Ironically in Colorado, it also endangers taxpayer funding for schools, public services, and other important amenities. The current state constitution requires residential property tax revenue to be a certain percentage of all property revenue; if housing prices increase, the tax rate must fall to keep that bucket of revenue the same size.
Local firefighters and school districts suffer. We need to build more housing and incentivize middle-market or workforce housing to address this crisis, not cap the number of units that can be built.
Dr. Wockner is also convinced that “Slow Growth” ordinances are an effective climate action plan.
He correctly points out that population growth drives human and economic activity, like construction or agriculture or transportation, that cause an increase in greenhouse gas emissions (GHG).
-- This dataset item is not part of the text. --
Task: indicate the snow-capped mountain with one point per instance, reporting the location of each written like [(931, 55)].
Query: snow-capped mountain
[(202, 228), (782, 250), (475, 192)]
Here’s the reality. We do not live in a decarbonized or carbon-neutral society. Nearly all human and economic activities today create GHG emissions.
However, the two areas where we seem to have opportunity thanks to innovations in technology are energy and transportation.
Clean energy and renewables are quickly becoming the cost-effective option for energy generation, besting coal and fossil fuels.
Transportation is a bit slower to the punch, but electric vehicles (EVs) and electric or carbon-neutral public transportation options are also emerging as cost-effective options.
It seems reasonable to me that we should do everything in our power to deploy these options to reduce GHG emissions.
But, unfortunately, we can’t do that without residents. For cities with municipally-run utilities like Colorado Springs or Longmont, those cities need residents to pay fees. Xcel Energy, in other cities that contract them for energy utilities, needs paying customers. We need residents and tourists to fund the FasTracks initiative by spending money. We need a healthy economy to generate enough revenue to fund the deployment of the very things we can use to reduce GHG emissions.
The obvious counter is that current residents can and already do pay for these services.
But the real cost of decarbonizing energy infrastructure and building out additional carbon-neutral public transportation is, well, pretty expensive.
Given our historic animus in this state to tax increases — we literally failed to spend half-a-penny more per Chipotle bowl on basic road improvements — it seems a better strategy to increase the volume of people paying taxes and fees instead of taxes themselves.
While Dr. Wockner is right that concrete and other construction are GHG-intensive, building denser residential and mixed-use developments can encourage people to stop using other sources of GHG emissions, namely cars.
Creating denser neighborhoods where services and commerce — whether it’s health care clinics, grocery stores or jobs — are available at a walkable or bikeable distance will reduce GHG emissions.
The goal of density is not to eliminate the use of cars, but to decrease the frequency of use. Especially in Colorado, where we cherish getting outdoors, almost everyone has a car.
Let’s build cities where you don’t have to hop into one every time you forgot to buy milk.
The final crux of the argument, however, has to do with how we manage growth. Dr. Wockner reasons that “if you have less human consumers, you will have less population-caused GHG emissions.”
Factually, true. But the sentence that follows — “by slowing population growth, Lakewood will slow its GHG emissions” — doesn’t say anything about having less human consumers.
A residential development cap doesn’t eliminate people. It only displaces them to other communities.
If Dr. Wockner was serious about tackling the climate crisis, he would recognize that our atmosphere doesn’t care about municipal boundaries. It only cares about total emissions.
Morgan Smith is a delegate of the Youth Congress for Sustainable Americas and a graduate of the University of Denver in Economics and Public Policy.